Quelques mois plus tard, voyant
qu’elle avait encore deux ou trois petites choses à
m’apprendre sur ce point, mais en même temps mes soucis familiaux
augmentant, j’ai été obligé de m’occuper de
certaines affaires matérielles, je me suis levé et lentement,
poliment, je suis sorti de la pièce pour vaquer à mes
occupations. Je dois croire que ma présence n’était pas
absolument indispensable pour qu’elle continue sa réflexion, parce
qu’à mon retour, elle m’a fait savoir sans rancune, tout
sourire, que ce ne serait finalement pas embiaisé,
plutôt fendu devant, mais avec passage et bordure.
Ensuite, on a pu longtemps croire
qu’il fallait plutôt stelciser, à
tout prix, même si pour cela on était obligé de
découdre derrière un morceau grand comme la paume d’une
main. La déclaration de la guerre qui a chamboulé de fond en
comble la vie sociale, économique et politique, a semble-t-il fait
sentir son effet sur ce point aussi. Quand je lui ai communiqué la note
de riposte de
Elle reçut l’accumulation des
événements avec la même pondération, je me le
rappelle, seule la déclaration de guerre du Japon parut la troubler,
apparemment cette soudaine revalorisation des alliances influençait le
décolleté des corsages.
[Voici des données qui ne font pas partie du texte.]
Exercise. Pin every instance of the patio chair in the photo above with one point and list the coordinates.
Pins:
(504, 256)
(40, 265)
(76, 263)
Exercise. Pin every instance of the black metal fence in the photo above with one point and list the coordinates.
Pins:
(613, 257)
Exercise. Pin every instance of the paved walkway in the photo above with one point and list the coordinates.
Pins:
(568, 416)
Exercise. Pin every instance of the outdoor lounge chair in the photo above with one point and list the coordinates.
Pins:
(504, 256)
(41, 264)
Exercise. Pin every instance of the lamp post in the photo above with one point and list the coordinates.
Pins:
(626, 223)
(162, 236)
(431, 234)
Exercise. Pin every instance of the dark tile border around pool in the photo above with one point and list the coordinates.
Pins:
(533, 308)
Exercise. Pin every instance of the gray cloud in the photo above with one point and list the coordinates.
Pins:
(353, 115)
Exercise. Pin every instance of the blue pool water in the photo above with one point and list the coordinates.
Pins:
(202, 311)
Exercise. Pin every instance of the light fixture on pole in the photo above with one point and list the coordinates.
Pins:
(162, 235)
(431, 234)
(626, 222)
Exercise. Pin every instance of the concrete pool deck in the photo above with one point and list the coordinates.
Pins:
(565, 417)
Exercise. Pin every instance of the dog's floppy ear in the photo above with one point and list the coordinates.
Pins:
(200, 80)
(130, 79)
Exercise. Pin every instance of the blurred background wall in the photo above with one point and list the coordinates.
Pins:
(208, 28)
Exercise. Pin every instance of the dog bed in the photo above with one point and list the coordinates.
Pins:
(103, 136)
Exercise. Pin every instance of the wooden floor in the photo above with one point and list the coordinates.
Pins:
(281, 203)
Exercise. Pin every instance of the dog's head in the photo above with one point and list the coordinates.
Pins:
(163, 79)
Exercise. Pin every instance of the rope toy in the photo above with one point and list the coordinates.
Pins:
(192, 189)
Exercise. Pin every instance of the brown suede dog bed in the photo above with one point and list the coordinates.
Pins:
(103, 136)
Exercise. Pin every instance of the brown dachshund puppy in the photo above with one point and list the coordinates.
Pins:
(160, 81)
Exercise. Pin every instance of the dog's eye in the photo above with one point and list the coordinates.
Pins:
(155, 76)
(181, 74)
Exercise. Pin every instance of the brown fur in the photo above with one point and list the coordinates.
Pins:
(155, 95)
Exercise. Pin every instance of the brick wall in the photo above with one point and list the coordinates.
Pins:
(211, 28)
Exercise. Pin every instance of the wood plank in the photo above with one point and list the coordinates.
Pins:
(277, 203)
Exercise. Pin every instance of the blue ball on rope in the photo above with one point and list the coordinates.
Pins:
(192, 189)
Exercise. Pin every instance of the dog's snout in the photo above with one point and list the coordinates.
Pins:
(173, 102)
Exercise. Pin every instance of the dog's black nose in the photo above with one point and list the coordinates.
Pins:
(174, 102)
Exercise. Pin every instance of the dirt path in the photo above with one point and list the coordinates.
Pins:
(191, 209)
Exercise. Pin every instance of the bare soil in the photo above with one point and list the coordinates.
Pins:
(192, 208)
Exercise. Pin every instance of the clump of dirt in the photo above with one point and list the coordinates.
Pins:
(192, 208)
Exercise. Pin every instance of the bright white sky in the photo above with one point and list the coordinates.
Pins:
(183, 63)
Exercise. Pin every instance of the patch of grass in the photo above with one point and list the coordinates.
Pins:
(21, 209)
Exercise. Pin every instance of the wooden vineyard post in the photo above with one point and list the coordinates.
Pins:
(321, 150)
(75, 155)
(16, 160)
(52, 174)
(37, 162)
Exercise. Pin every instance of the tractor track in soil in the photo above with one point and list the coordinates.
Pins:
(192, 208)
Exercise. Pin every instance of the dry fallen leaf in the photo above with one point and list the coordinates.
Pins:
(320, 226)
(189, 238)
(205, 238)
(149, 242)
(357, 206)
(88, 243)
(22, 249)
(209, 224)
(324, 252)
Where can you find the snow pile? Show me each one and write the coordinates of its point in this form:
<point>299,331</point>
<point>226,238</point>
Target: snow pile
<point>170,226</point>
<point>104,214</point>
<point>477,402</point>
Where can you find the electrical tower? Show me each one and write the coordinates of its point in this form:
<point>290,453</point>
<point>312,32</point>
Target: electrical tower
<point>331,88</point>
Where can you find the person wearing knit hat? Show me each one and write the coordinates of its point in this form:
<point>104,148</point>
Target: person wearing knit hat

Mais elle comprit vite que les
décolletés pouvaient être bordés en moiré et
équipés de nœuds. Face à la trahison de Salandra[1] elle adopta la position que les points de
feston pouvaient très bien faire l’affaire, mais sur un fond de
demi-soie plissé.
Quand je saisis une épée pour
courir à la frontière, elle eut les larmes aux yeux et cria
passionnément que non et non, il n’était pas permis de
mettre un caraco noir sur une blouse blanche en soie écrue, quoi
qu’on en dît, une telle énormité ne pouvait sortir
que d’un esprit dérangé. Elle vint avec moi, elle ne voulut
pas me quitter, elle vint avec moi parce qu’elle voulait encore me
demander, mais vraiment, que je ne sois pas aussi morose et ennuyeux, elle ne
comprenait pas comment quelqu’un pouvait être aussi distrait et
inattentif alors qu’elle voulait seulement ajouter que le voile bleu, je
devais m’en souvenir, celui de l’année
précédente, celui qu’elle portait sur son tailleur gris,
elle allait le transposer maintenant sur ce chapeau en feutre blanc, ce serait
très chic, parce que de l’autre, de celui en velours bordé
de jaune, elle avait ôté l’oiseau en peluche et elle le
replacerait à côté.
Et elle m’accompagna partout, elle
monta avec moi dans le train, et elle était toujours là, elle
m’accompagna dans l’orage et sous la pluie. Nous étions unis
corps et âme, inséparables ; elle resta avec moi sous les
rafales des mitrailleuses et des canons, elle marcha à mes
côtés sur les routes brûlantes, ce fut elle qui me
prêta force et courage dans les combats, et elle remplit mes instants de
repos, et quand un obus emporta ma tête, c’est sa voix qui fut la
dernière que le vent m’apporta, disant qu’il ne fallait pas
trop se hâter, elle préférait tout de même
piqué, avec trois boutons et des guirlandes, mais elle n’avait pas
encore pris sa décision concernant les revers sur les manches.
C’est ainsi que je dus mourir, avec cette terrible incertitude au
cœur. Randonneur, si tu passes par-là, arrête-toi,
demande-lui si elle s’est enfin décidée, et apporte-moi sa
réponse dans ma tombe pour alléger la terre qui pèse sur
moi, pour qu’elle soit légère, légère comme
un petit machin chic, mignon, en mousseline vaporeuse, galonnant, passementant,
torsadant, drageonnant, bruissant, froufroutant, murmurant, susurrant,
chuchotant, à l’instar de cette petite, chic et mignonne foudre de
Dieu qui finira bien par frapper cette foutue robe, s’il y a une justice.